Phase 2 – Immediate Postoperative (0-6 Days): During this phase, goals include decreasing swelling, improving knee flexion, and obtaining full knee extension. Goals include restoring normal walk and performing an independent straight leg raise. To decrease swelling and pain, the cold compression cuff is applied right after surgery. It remains on the knee at all times, except during motion exercises. Continuous passive motion is began immediately using a machine set to 0-30 degrees. This machine stays on the leg at all times. The day after surgery, exercises are performed to improve hyperextension and flexion. The patient remains lying down during the first week, except for going to the bathroom. Crutches are used for normal walking at this time.

Phase 3 – One Week Postoperative (7-14 Days): After a week, the patient visits the physical therapist and surgeon. The rehab program is advanced to concentrate on quadriceps leg control, range of motion, walking, and control of swelling. The cold compression cuff is still used, and the patient is encouraged to progress to full weight bearing without crutches. Leg strengthening exercises increase to facilitate return of lower extremity strength.
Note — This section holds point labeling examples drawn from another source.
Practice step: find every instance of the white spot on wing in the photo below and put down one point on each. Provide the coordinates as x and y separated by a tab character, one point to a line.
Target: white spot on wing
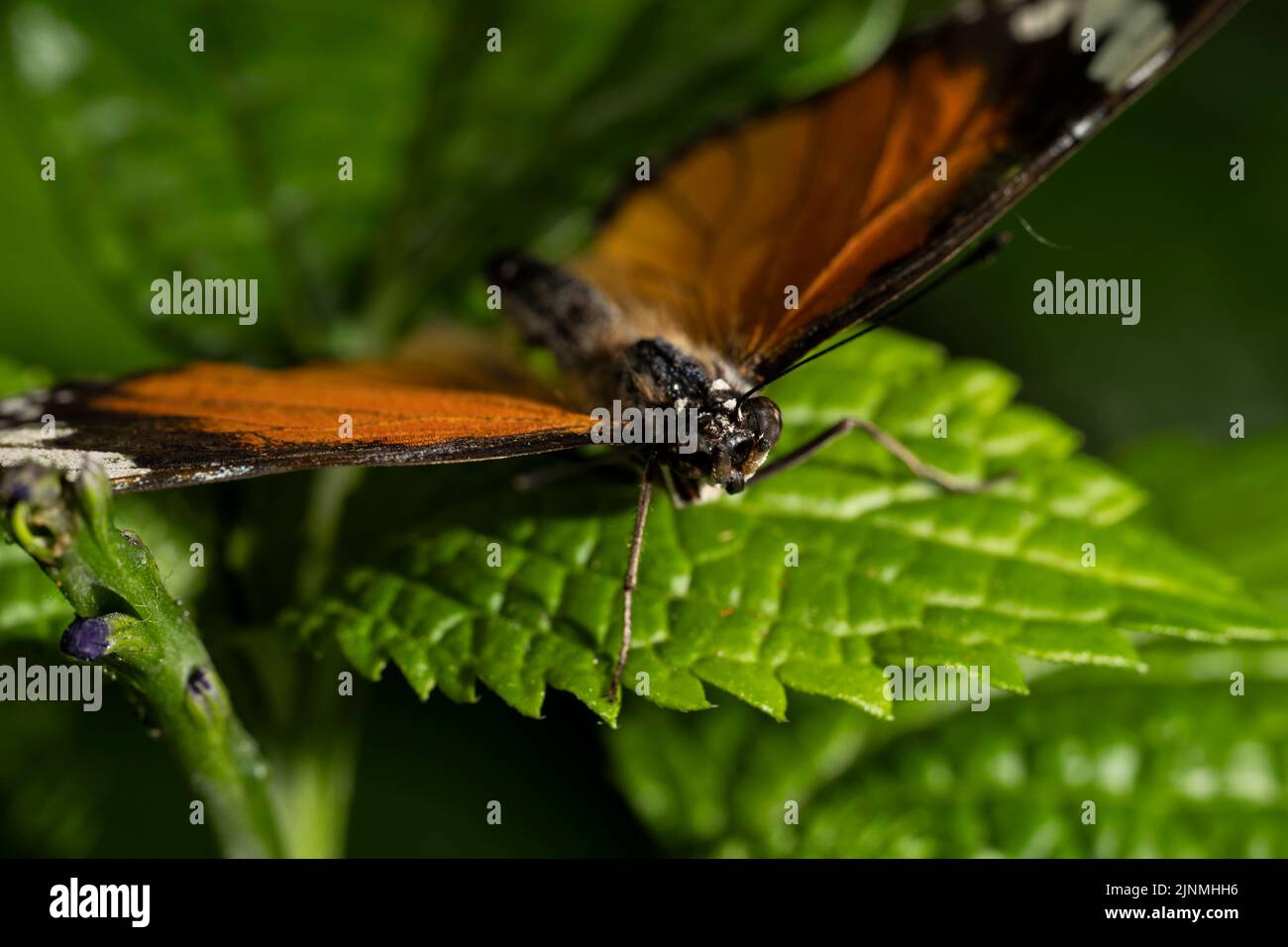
115	466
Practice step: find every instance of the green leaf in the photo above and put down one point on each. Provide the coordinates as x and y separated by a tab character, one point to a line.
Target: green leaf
1173	763
455	153
1176	762
1225	499
889	567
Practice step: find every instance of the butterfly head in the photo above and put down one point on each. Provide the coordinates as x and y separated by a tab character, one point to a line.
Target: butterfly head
734	437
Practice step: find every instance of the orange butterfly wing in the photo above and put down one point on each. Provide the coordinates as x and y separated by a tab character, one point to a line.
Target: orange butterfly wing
837	196
218	421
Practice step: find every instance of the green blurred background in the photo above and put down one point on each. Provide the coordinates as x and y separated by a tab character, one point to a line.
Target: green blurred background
226	162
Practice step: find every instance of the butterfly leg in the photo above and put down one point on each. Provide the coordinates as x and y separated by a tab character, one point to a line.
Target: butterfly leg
632	567
901	451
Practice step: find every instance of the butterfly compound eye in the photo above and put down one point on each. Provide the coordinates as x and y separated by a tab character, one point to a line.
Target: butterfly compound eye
764	419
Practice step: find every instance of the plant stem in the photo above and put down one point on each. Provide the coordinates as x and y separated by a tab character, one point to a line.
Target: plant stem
127	620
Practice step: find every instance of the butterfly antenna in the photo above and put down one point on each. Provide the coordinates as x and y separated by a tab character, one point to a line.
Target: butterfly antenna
986	250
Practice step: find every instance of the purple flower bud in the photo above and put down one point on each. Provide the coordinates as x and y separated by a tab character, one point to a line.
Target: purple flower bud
86	639
200	684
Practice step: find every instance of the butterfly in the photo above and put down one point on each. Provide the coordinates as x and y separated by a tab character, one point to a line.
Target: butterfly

Phase 4 – Two Weeks Postoperative (2-4 Weeks): After a couple of weeks, goals include full extension and flexion of the knee, as well as moderate speed strengthening and return to agility and sports drills. Exercises increase and continue to improve range of motion and strength. Patients use a Stairmaster and stationary bike, as well as engage in water activities.

Phase 5 – One Month On: After 4 weeks, the focus is on return to sports and advanced strengthening. This involves full range of motion, regain of 70% of strength, and complete sports function. Patients are encouraged to progress to low repetition/high weights. Activities involve bicycling, swimming, and using the Stairmaster.

Resources

Biggs A, Jenkins WL, Urch SE, & Shelbourne KD (2009). Rehabilitation for Patients Following ACL Reconstruction: A Knee Symmetry Model. N Am J Sports Phys Ther, 4(1), 2-12.

Manske RC, Prohaska D, & Lucas B (2012). Recent advances following anterior cruciate ligament reconstruction: rehabilitation perspectives. Curr Rev Musculoskel Med, 5(1), 59-71.